Seguramente, los rusos estaban detrás de ello, y los estaban
utilizando para sus despreciables propósitos. ¡Debía dar la voz de
alarma! Intentó comunicarse con su compañero para explicarle sus
sospechas acerca de una más que probable conspiración rusa. Los
intentos por hablar con el viejo resultaron infructuosos, y las horas
empezaron a arrastrarse,
pestilentes y
lentas como gusanos
moribundos. Al
principio, creyó que lo encontrarían enseguida, que vendrían a
rescatarlo, pero oscureció y una desesperación que nunca había
conocido hasta entonces
se apoderó de sus
entrañas, estrujándolas. Estaba aterrado, y no podía negarlo
porque las lágrimas acudían solas a sus ojos. Se sentía pequeño y muy ridículo.

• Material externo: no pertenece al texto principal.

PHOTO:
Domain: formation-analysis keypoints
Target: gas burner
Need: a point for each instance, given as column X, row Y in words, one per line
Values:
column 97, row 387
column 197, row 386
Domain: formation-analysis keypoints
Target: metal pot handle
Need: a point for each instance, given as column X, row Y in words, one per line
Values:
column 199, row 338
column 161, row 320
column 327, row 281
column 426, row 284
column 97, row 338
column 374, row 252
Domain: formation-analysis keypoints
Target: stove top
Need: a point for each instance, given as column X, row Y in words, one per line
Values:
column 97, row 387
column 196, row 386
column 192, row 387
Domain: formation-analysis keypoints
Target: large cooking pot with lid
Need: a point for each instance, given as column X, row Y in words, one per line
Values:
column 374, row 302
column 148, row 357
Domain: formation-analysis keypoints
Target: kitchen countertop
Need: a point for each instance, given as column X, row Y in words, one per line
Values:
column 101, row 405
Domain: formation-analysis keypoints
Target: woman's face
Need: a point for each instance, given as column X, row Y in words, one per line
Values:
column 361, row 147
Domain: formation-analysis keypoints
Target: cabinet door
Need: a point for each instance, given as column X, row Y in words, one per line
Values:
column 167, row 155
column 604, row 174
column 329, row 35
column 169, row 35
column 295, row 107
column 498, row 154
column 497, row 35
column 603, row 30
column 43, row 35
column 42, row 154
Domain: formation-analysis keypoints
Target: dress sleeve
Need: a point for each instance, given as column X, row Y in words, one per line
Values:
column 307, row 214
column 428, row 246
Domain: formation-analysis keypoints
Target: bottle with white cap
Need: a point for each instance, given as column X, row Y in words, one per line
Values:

A la mañana siguiente suplicó comida y
agua pero sólo recibió
más mierda y un cubo de algo que le parecieron las tripas de algún
animal, quizás un cerdo. Luego
volvieron a cubrir el círculo de luz con muchas ramas y hojas, dejándolos
ciegos. Al quinto día
llegó el cadáver del hombre. Lo echaron al hoyo sin ningún
miramiento, encima de los dos prisioneros. El
chico comprobó espantado su sospecha, efectivamente
estaba muerto. Había caído como un peso de plomo encima suyo, sin
un quejido que insinuara ni un gramo de vida. Se trataba de un
soldado de unos cuarenta, extraordinariamente guapo, de pelo muy
negro y barba tupida pintada
de rojo; había pisado
una trampa para osos que aún le mordía el pie y tenía una herida
en la cabeza que no paraba de escupir sangre, por lo que el chico
supuso que la muerte era muy reciente. No
podía imaginar cómo los niños, por
muy salvajes que
fuesen, habrían podido
aniquilar a un hombre fornido como éste, sin la ayuda brutal de un
adulto. Miró al viejo, que hacía rato que dormía y no había
protestado esta vez. Lo sacudió, en vano, sólo para descubrir que
también estaba muerto, y
se preguntó cuándo había
ocurrido. Un sonido de
angustia le quebró la garganta. Comprendió al fin que los niños
salvajes lo dejarían morir aquí y se llenó de terror y de un odio
intenso como el infierno. Durante un rato gritó y se dio golpes
contra la cabeza como un loco. Pronto se arrinconó abrazándose las
rodillas. Pensó en sus padres, en sus amigos, en su bonita
ciudad, que había
dejado atrás por hacerle la guerra a este país hostil, ansioso de
gloria, de aniquilar al enemigo, y donde sólo encontraría una
muerte lenta y agónica en este hoyo, apestando a mierda y a
impotencia y lleno de una vergüenza abrumadora, destructiva. Y esta
terrible sensación
de tormento y absurdo, provocada
por la proximidad de una muerte tan ridícula como cruel, lo acompañó
hasta que el corazón se le paró, cansado, varios días después —la
sonrisa amarilla de la niña-duende
siempre flotando ante sus ojos turbios. Muy lejos del hoyo, en su
lejana Texas natal, la familia del joven cadáver de mirada fija y
hueca estaba a punto de cenar un gran pavo asado. Su madre salía
afuera a sacar la basura, y su padre se rascaba la panza y se tomaba
un whisky con hielo frente al televisor. Brindó por la guerra y por
su hijo el soldado y se tiró un eructo de gigante satisfecho.